Homeostatic and pathogenic roles of the GM3 ganglioside.

The FEBS journal

Jin-Ichi Inokuchi, Hirotaka Kanoh, Kei-Ichiro Inamori, Masakazu Nagafuku, Takahiro Nitta, Koichi Fukase

Affiliations

  1. Division of Glycopathology, Institute of Molecular Biomembrane and Glycobiology, Tohoku Medical and Pharmaceutical University, Sendai, Japan.
  2. Core for Medicine and Science Collaborative Research and Education (MS-CORE), Project Research Center for Fundamental Sciences, Osaka University, Japan.
  3. Department of Chemistry, Graduate School of Science, Osaka University, Japan.

PMID: 34125497 DOI: 10.1111/febs.16076

Abstract

Two decades ago, we achieved molecular cloning of ganglioside GM3 synthase (GM3S; ST3GAL5), the enzyme responsible for initiating biosynthesis of complex gangliosides. The efforts of our research group since then have been focused on clarifying the physiological and pathological roles of gangliosides, particularly GM3. This review summarizes our long-term studies on the roles of GM3 in insulin resistance and adipogenesis in adipose tissues, cholesterol uptake in intestine, and leptin resistance in hypothalamus.

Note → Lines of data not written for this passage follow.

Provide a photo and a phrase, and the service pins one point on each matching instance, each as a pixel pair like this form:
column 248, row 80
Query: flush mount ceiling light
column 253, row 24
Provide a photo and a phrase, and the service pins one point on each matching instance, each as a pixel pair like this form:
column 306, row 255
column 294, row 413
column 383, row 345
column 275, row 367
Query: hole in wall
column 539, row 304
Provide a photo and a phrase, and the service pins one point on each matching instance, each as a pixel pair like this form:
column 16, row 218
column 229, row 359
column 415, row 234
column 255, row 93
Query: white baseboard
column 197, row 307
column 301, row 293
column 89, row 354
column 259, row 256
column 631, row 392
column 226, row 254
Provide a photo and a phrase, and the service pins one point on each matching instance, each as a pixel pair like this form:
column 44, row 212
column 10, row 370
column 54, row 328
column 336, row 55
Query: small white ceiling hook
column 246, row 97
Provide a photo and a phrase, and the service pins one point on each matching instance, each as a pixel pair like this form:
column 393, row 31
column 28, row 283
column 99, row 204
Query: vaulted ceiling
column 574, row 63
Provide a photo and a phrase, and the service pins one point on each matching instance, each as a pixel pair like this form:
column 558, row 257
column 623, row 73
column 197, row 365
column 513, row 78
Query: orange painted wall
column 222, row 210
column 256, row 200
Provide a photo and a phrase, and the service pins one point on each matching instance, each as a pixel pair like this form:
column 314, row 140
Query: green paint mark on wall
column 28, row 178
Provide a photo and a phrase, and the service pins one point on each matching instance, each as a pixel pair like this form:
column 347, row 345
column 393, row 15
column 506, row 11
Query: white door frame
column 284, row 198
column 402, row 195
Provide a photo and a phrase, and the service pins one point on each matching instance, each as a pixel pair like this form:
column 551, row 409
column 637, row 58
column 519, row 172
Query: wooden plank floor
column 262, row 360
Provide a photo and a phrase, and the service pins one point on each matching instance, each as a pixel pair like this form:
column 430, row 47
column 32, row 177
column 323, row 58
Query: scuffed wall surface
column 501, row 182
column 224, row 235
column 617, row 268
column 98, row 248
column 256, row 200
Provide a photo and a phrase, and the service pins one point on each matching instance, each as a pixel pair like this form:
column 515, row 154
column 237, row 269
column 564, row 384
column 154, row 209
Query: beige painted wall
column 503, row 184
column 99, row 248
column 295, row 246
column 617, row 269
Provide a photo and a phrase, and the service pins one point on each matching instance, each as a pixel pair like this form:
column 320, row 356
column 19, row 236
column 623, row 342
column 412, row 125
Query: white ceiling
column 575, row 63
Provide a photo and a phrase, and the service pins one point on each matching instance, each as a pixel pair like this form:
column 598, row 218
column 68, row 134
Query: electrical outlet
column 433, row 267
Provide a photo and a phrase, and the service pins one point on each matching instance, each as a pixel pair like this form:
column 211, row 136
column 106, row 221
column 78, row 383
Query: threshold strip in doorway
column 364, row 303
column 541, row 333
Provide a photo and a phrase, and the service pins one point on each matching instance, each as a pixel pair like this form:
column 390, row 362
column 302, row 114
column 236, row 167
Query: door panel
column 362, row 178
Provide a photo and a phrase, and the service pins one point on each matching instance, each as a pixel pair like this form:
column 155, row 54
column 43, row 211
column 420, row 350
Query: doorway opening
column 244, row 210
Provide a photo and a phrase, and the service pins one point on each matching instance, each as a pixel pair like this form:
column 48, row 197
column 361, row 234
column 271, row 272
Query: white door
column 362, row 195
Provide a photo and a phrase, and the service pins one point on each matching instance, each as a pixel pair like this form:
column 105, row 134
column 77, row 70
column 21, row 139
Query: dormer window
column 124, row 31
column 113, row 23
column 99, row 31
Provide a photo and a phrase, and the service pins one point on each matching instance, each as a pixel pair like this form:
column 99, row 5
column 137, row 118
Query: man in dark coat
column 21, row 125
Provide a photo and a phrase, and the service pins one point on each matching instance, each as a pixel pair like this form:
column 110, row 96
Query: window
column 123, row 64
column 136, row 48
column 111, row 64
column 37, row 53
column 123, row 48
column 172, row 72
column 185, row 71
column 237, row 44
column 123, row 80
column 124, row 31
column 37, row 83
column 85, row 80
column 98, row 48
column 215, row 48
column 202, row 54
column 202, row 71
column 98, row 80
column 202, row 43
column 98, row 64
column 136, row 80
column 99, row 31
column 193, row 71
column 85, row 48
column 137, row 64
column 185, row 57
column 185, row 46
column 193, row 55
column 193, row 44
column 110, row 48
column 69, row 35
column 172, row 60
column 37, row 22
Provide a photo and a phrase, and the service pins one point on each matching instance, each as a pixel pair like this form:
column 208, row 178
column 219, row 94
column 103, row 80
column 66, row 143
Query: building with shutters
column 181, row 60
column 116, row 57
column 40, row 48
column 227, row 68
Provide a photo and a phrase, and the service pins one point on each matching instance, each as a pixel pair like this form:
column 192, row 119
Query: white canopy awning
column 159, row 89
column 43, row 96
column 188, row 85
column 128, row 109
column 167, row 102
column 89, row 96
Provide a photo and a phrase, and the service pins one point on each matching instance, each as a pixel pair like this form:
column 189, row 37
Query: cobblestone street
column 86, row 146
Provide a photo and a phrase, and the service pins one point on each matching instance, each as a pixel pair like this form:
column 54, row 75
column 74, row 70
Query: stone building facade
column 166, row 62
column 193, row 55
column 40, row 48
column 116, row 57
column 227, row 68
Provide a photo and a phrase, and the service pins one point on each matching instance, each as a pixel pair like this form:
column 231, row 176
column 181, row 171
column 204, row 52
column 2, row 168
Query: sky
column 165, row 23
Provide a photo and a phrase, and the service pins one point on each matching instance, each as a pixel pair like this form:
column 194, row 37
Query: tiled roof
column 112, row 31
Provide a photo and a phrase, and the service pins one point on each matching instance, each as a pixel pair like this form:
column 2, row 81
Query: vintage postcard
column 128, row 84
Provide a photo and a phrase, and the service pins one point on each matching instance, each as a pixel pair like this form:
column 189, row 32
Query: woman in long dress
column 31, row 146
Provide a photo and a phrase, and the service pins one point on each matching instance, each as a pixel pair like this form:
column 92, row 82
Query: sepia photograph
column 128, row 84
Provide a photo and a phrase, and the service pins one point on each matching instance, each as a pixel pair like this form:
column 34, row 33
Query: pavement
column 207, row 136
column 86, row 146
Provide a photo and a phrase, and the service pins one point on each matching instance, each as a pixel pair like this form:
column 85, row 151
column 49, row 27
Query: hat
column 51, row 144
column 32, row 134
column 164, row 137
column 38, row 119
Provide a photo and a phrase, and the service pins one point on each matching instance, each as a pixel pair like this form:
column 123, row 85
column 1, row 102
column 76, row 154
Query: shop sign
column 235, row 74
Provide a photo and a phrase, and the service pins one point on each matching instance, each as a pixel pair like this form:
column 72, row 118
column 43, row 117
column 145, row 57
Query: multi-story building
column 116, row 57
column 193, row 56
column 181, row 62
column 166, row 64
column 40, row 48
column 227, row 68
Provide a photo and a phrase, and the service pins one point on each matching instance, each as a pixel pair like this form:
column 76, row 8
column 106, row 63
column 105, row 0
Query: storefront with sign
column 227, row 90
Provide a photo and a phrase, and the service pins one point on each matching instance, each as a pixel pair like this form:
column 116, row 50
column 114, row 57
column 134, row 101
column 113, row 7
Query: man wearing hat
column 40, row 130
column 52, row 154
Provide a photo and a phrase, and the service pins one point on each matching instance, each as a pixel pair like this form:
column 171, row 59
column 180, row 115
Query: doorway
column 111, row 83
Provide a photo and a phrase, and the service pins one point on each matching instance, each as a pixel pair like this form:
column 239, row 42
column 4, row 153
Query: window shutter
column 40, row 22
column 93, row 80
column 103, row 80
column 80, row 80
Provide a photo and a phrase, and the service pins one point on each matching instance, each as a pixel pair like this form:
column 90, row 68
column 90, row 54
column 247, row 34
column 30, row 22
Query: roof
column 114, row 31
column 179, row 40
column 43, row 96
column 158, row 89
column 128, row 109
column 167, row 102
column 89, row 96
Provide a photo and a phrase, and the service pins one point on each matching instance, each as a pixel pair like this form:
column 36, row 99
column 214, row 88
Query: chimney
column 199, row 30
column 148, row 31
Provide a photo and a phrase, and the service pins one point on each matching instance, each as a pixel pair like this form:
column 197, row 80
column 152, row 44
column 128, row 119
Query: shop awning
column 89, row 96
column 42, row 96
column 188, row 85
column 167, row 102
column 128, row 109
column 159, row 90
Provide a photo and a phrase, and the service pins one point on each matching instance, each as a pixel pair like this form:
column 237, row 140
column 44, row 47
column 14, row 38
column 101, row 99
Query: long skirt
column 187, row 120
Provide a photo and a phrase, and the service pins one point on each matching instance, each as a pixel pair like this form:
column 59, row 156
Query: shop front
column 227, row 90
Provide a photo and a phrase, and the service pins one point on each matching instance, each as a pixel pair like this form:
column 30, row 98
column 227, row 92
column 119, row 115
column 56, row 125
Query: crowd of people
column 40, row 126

We hypothesized that GM3 plays a role in innate immune function of macrophages and demonstrated that molecular species of GM3 with differing acyl-chain structures and modifications functioned as pro- and anti-inflammatory endogenous Toll-like receptor 4 (TLR4) modulators in macrophages. Very-long-chain and α-hydroxy GM3 species enhanced TLR4 activation, whereas long-chain and unsaturated GM3 species counteracted this effect. Lipidomic analyses of serum and adipose tissues revealed that imbalances between such pro- and anti-inflammatory GM3 species promoted progression of metabolic disorders. GM3 thus functions as a physiological regulatory factor controlling the balance between homeostatic and pathological states. Ongoing studies based on these findings will clarify the mechanisms underlying ganglioside-dependent control of energy homeostasis and innate immune responses.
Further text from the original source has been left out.